Banned them yesterday when I saw all the reports.


----------



## g_axelsson (Jul 3, 2013)

I always get impressed when a company have a gmail account... 'nuff said!

:mrgreen: 

Göran


----------



## macfixer01 (Jul 4, 2013)

Lou said:


> Banned them yesterday when I saw all the reports.




Thanks,
For future reference, is there a better way to report spam than reposting his message?


----------



## jimdoc (Jul 4, 2013)

macfixer01 said:


> Lou said:
> 
> 
> > Banned them yesterday when I saw all the reports.
> ...




You could edit out the email address, reposting that kind of helps him out.

I just checked and the red exclamation point to report spam is in the lower right hand corner in private messages also.

Jim


----------



## Harold_V (Jul 5, 2013)

jimdoc said:


> You could edit out the email address, reposting that kind of helps him out.

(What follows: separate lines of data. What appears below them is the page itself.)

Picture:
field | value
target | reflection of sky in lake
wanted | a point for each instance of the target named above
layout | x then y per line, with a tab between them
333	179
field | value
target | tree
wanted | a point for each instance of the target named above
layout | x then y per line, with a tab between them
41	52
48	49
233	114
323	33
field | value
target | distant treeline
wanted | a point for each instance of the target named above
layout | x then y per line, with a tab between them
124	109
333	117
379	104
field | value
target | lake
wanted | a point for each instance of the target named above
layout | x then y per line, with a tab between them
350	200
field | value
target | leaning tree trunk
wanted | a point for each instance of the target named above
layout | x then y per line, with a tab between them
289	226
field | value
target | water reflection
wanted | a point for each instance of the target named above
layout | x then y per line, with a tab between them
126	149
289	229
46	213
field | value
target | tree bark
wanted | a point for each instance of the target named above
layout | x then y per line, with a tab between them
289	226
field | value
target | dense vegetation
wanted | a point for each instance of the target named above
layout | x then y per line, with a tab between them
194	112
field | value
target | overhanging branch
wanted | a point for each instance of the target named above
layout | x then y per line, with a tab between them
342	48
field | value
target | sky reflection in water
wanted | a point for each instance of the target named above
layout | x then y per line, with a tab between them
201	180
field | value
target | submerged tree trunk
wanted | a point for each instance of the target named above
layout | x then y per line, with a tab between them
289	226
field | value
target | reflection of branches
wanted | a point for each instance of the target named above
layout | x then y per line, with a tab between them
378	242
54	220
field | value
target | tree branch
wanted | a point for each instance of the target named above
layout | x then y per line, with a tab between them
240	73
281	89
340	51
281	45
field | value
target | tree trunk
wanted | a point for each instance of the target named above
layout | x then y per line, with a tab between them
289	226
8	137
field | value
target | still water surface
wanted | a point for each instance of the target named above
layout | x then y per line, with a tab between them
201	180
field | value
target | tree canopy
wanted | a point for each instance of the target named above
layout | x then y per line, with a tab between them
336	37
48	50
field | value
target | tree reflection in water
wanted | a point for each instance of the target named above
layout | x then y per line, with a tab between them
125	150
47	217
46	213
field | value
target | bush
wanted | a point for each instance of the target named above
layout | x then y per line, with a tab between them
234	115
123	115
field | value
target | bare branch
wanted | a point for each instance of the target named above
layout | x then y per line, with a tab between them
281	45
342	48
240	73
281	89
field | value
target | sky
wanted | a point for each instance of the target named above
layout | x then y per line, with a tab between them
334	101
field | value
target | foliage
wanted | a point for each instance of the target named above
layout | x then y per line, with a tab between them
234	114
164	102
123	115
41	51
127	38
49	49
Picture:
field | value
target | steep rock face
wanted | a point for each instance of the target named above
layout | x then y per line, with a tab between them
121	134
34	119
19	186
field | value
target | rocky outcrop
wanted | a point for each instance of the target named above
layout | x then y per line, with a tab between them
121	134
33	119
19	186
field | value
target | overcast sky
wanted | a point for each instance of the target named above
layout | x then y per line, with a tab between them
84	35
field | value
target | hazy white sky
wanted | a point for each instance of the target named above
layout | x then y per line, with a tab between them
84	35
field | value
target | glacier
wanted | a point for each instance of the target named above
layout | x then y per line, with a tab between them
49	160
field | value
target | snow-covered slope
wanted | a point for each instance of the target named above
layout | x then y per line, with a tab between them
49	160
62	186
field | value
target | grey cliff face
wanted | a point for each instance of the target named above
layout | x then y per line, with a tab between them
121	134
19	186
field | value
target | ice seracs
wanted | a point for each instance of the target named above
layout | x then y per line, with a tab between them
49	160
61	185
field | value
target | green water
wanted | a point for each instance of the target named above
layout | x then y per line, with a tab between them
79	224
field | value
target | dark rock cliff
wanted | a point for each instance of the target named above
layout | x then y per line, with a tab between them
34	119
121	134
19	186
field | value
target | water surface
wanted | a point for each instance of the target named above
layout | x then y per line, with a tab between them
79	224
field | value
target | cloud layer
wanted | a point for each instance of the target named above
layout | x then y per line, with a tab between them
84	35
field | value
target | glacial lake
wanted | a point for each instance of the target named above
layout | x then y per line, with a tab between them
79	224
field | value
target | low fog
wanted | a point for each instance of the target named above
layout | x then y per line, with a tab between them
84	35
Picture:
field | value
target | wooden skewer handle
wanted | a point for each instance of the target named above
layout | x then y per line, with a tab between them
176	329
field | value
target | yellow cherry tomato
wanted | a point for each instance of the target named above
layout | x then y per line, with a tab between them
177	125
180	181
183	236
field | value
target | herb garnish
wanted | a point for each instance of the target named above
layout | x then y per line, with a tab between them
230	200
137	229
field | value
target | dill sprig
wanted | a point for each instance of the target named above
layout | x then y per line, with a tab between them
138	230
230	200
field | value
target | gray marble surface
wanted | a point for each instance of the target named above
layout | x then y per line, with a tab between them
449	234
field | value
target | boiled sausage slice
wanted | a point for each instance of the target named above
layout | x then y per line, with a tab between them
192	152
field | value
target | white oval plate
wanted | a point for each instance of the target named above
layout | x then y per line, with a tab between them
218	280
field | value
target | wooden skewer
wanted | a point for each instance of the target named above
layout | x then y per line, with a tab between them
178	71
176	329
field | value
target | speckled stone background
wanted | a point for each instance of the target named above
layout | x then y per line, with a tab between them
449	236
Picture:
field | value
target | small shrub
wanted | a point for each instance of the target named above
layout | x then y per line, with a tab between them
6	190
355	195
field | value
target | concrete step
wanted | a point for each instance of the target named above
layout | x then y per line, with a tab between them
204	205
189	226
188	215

Done! And----I agree. If I don't delete the entire thread/post, I ensure their link isn't functional. It no longer is. 

Harold


----------



## macfixer01 (Jul 6, 2013)

jimdoc said:


> macfixer01 said:
> 
> 
> > Lou said:
> ...




Ok thanks Jim. Removing his address would be a good idea. Also I checked again and fwiw, I have no red exclamation point either at the Inbox level or with the message open either. Maybe it's something different with my browser (Safari)?


----------